Die postfordistische Gesellschaft trägt die Keime eines Lebens in sich, das über den Kapitalismus hinausweist. Auf eine verkehrte Weise, indem unsere Autonomie ausgebeutet wird, ist das herrschende System auf unsere Kreativität angewiesen. Die Kritik am Versorgungsstaat, der angeblich Eigeninitiative unterdrücke, ist ein Symptom dafür. Wir sind gewünscht in unserer Selbstorganisation, in Projektarbeit, als Ich-AGs und freie UnternehmerInnen. Zugleich wird immer vehementer unsere Unterwerfung unter die Verwertung gefordert, die jede Kreativität abwürgt.

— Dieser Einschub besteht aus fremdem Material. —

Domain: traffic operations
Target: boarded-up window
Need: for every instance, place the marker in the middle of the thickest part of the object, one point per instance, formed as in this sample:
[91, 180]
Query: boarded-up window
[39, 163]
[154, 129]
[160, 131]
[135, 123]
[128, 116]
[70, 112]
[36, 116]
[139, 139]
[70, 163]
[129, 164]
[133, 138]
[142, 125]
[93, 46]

Die BesetzerInnen nehmen die kapitalistischen Forderungen nach den Freiheiten und dem gemeinsamen Leben wörtlich (bringen das System zum Tanzen, indem sie ihm ihre eigene Melodie vorspielen). In sich selbst sind sie das Gemeinsame, das immer mehr in der Organisation des Lebens gefordert wird, Kommunikation und soziale Kompetenz. Auch in ihrer Produktion von Netzwerken der Kommunikation sind sie eigentlich das, was der Kapitalismus fordern möchte, aber aus dem Verwertungszwang heraus unterdrückt. Solche Projekte wie Freiraum sind ein Versuch, Elemente einer nicht-kapitalistischen Gesellschaft zu verwirklichen. Und sie sind auf der Höhe der Zeit. Die kapitalistischen Strukturen sind angewiesen auf die neuen Formen des Gemeinsamen, sie haben es nur noch nicht verstanden. Selber schuld, aber vielleicht ist es besser so, denn sie arbeiten an ihrem eigenen Scheitern.